I recommend trying a test to see if the exposure is locked in Backlight mode (+1 Stop) and if so, to repair the camera:

[1]. See if holding the camera sideways to the left allows the button to come back out.

[2]. Measure the exposure off a plain wall, and try and see if there's a variation between holding the camera on its left side, upright, and on its right side. If there's an exposure change of 1-Stop, then as the button moves back in it is affecting the switch.

[3]. If no change in exposure reading during Step 2 above, then repeat while holding the camera upright and lightly pushing against the button which is still pushed in. If it's only the spring that is out of position or broken, the light pressure will activate the switch on the circuit board and you should notice an exposure reading change of +1.

[4]. If none of the above changes anything, compare the meter reading from the camera as it is, against a known accurate light meter.

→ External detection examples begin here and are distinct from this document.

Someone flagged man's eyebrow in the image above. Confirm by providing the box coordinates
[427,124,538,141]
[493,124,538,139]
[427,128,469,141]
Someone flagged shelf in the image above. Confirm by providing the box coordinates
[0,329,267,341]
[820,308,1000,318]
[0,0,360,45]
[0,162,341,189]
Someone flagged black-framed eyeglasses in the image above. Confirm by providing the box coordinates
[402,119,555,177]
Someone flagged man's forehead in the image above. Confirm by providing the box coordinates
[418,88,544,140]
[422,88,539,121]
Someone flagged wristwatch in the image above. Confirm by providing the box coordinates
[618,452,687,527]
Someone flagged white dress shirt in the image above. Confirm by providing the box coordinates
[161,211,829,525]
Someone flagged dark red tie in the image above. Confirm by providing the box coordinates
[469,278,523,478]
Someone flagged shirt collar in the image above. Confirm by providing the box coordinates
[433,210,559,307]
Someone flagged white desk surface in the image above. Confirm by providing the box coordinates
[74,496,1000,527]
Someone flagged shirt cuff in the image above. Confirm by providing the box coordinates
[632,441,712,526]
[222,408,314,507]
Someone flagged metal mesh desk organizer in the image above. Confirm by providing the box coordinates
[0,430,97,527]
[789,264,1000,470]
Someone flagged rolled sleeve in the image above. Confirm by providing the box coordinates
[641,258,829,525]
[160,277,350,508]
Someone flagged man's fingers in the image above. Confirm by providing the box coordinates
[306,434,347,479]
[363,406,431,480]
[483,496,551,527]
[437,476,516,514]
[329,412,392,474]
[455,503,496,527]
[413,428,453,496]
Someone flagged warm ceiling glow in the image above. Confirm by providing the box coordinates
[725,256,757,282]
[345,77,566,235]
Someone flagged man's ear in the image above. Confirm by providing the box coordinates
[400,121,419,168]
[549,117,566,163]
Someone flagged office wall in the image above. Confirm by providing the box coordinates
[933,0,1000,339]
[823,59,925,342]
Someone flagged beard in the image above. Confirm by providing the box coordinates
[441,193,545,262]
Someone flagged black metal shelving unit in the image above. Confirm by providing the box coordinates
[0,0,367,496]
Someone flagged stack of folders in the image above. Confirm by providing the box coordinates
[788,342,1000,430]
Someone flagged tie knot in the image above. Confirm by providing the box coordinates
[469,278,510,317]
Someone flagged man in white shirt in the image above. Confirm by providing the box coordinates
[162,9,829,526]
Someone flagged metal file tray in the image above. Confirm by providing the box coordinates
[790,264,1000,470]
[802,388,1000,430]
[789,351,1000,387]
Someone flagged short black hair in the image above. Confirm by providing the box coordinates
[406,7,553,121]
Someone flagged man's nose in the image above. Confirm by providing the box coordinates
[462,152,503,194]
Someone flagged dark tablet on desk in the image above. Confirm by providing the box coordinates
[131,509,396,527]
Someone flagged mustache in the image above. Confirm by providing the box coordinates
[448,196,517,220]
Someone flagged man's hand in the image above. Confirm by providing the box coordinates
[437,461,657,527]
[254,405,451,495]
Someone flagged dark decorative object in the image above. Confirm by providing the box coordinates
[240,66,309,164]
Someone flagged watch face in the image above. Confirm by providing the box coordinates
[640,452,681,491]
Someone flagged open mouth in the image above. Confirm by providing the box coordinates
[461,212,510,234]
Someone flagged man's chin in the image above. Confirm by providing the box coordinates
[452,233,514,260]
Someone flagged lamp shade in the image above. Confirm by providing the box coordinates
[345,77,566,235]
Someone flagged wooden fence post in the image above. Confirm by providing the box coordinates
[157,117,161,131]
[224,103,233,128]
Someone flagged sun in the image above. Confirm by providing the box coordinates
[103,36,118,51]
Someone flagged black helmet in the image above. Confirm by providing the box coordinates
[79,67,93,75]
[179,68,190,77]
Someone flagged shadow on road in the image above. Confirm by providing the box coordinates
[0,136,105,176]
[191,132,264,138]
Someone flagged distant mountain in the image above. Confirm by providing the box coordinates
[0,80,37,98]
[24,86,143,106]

Compare readings, factoring in a -1 Stop to compensate for the large zoom lens optics and viewfinder prism which rob some of the incoming light. If the readings are off by 1-Stop, then the camera is NOT reading normally, but with the +1 Stop Backlight factor activated. However if the readings are within a 1/2 Stop or better of each other, the camera is metering normally and you should be able to use it normally. Although I recommend a film test FIRST prior to committing it to any project.

[5]. I recommend getting this repaired. If parts or a good repair tech isn't available affordably for you, then the easiest option is to just have the button removed so the NIZO meter stays in normal mode. This is something any camera repair tech should be able to do for you, or you might even be able to do so yourself. It just requires removal of the side cover, carefully, then removal of the Backlight Button and spring parts from the center of the Filter Knob control on the circuit board.

[6]. Remove the panel cover screws, then remove the panel, making sure NOT to move the knobs from the Normal Setting positions. Remove the Backlight Button and spring parts carefully, using tweezers. Take care not to upset any other settings of the knob potentiometers on the circuirt board. Then carefully replace the side panel, paying strict attention to making sure the knobs all seat back into the spots where they belong. If the cover panel is seated correctly, replace the panel screws carefully, making sure not to overtighten them. Test the knobs to make sure all function correctly. I suggest putting a tiny piece of some good tape over the opening to prevent dust from entering.

Hopefully you can sort out your camera so you can use it.

[7]. If repair is NOT an option at this time, and the meter is working and stays in the Backlight +1 mode, you can still use the camera....but in Manual Mode ONLY. Meter your subject, then reset the meter in Manual Mode factoring a -1 Stop setting from the reading the meter provided. This will at least allow you to use the builtin light meter and the camera, albeit in manual exposure mode. Of course, to make sure the exposure meter is working correctly, you will need to make sure you have the correct 1.35 volt batteries or the closest WEIN Zinc Air cells which are 1.4 volt.

Good luck!
Martin Baumgarten
  • 0

#4 Alessandro Machi

Alessandro Machi
  • Sustaining Members
  • 3318 posts
  • Other
  • California

Posted 29 September 2010 - 12:27 AM

I would not recommend opening the camera up because it is very easy to have a knob or button move, then when closing the camera back up, a new problem that did not previously exist now exists. You might want to try gently toggling the plus one button with a toothpick to see if it pops back up.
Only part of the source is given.